Worst of all, the door has to be horizontal while the paint dries - so that's four days with no front door. Not an option. They will usually just replace the door and that can cost thousands (but at least it won't leave you without a front door for days).

If you want to leave a note for someone - use the letterbox.

Good times.

Yeah see that shit just isn't worth it. I had a neighbour threaten to pour milk into a work colleague's car door once. Car doors are full of noise insulation material that would have soaked up the milk and gone mouldy/started to stink. Costs a fortune to fix that.

Best thing to do in my opinion is call the police, anonymously. If it's not worth a formal complaint then it's not worth complaining at all.

[–] [email protected] 0 points 8 months ago (1 children)

Car doors are hollow mate.

How do you expect all the mechanisms for door locking/unlocking/opening and windows to fit in there?

Might be some rubber sound deading mat stuck to one side on a really high in car, but theres nothing absorptive inside the door.

[–] [email protected] 2 points 8 months ago* (last edited 8 months ago) (1 children)

There generally is foam in a car door. If only because it is cheap structural support with the side effect of temperature and sound insulation. You can see this any time someone cuts a car door in half (which is shockingly common on youtube because junkyards sell shit for cheap).

That said, there is usually a layer of metal between that and the drainage space because... it is a drainage space.

What they are probably confused by is that there IS a motor in there (to move the window) and rotten milk could potentially adhere to gears and what nots. But that also is why you have the rubber gaskety bit on the sides of the windows. To minimize the amount of liquid that gets in there.

So if your car is fucked to the point that someone can pour milk down your window? Then just hose it off. And then fix the weather stripping.


I am sure there are cars that don't have any barrier between insulation/electronics and the drainage space (my money is on said cars being sold by a manufacturer that starts with a T...). But the vast majority do because... of obvious reasons.

[–] [email protected] 1 points 8 months ago

I don't know where you're from, but the vast majority of cars in the US have hollow doors. The only exceptions might be expensive luxury cars. There is no foam in them. If you poured milk in them it would most likely drain out of small holes in the bottom, although it might splash & stick to some of the internal components and make a smell.

[–] [email protected] 3 points 8 months ago

I put a note on a neighbors door about her dog that was scratching at the door, and making the door wobble, which made the whole building shake. She put a note taped to her own door rambling about abuse and how she would call the police, etc.

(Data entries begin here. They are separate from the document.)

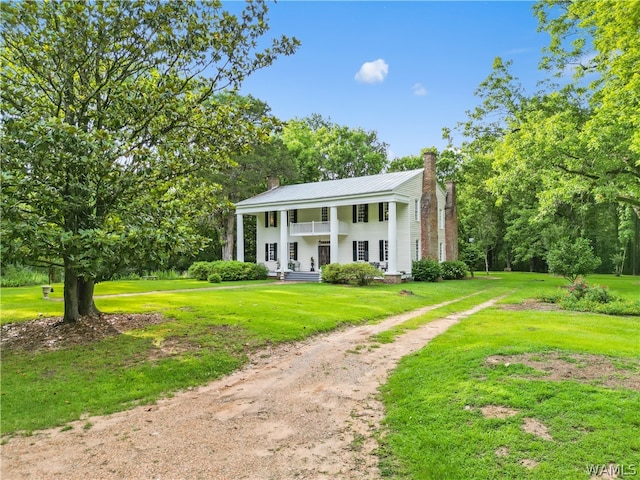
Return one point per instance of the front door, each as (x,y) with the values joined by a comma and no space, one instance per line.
(324,255)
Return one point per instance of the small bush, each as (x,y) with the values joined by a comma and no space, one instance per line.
(454,270)
(572,258)
(426,270)
(214,278)
(351,273)
(233,270)
(18,276)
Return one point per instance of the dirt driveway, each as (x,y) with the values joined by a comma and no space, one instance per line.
(301,411)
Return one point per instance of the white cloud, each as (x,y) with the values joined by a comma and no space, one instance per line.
(419,90)
(372,72)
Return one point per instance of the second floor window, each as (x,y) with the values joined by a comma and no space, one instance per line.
(360,213)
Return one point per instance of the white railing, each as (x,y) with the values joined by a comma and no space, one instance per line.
(316,228)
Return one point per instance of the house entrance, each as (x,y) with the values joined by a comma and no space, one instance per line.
(324,255)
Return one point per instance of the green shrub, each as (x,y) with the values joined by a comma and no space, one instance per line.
(19,276)
(454,270)
(214,278)
(200,270)
(426,270)
(350,273)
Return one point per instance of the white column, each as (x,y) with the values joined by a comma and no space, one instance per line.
(392,267)
(284,246)
(334,225)
(239,237)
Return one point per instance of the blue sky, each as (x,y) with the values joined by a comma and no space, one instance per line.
(402,69)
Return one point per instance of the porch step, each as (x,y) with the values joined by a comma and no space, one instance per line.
(303,276)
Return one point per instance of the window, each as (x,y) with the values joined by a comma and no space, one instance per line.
(361,213)
(270,219)
(360,251)
(383,211)
(270,252)
(384,250)
(293,251)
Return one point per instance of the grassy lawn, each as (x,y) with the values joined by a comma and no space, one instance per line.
(437,400)
(435,425)
(207,335)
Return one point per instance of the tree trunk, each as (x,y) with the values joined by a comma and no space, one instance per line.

When she was eventually evicted, they had to tear up the entire place, leaving the windows open to air out for over a month before they could rent it again.

[–] [email protected] 0 points 8 months ago (1 children)

Maybe who complained for the apology note prefers a good shotgun to solve his/her neighborhood matters

[–] [email protected] 1 points 8 months ago (1 children)
[–] [email protected] 2 points 8 months ago

Just joking. take it easy.

I mean, the person who filed that complaint must not be very well if feels annoyed by an apology note.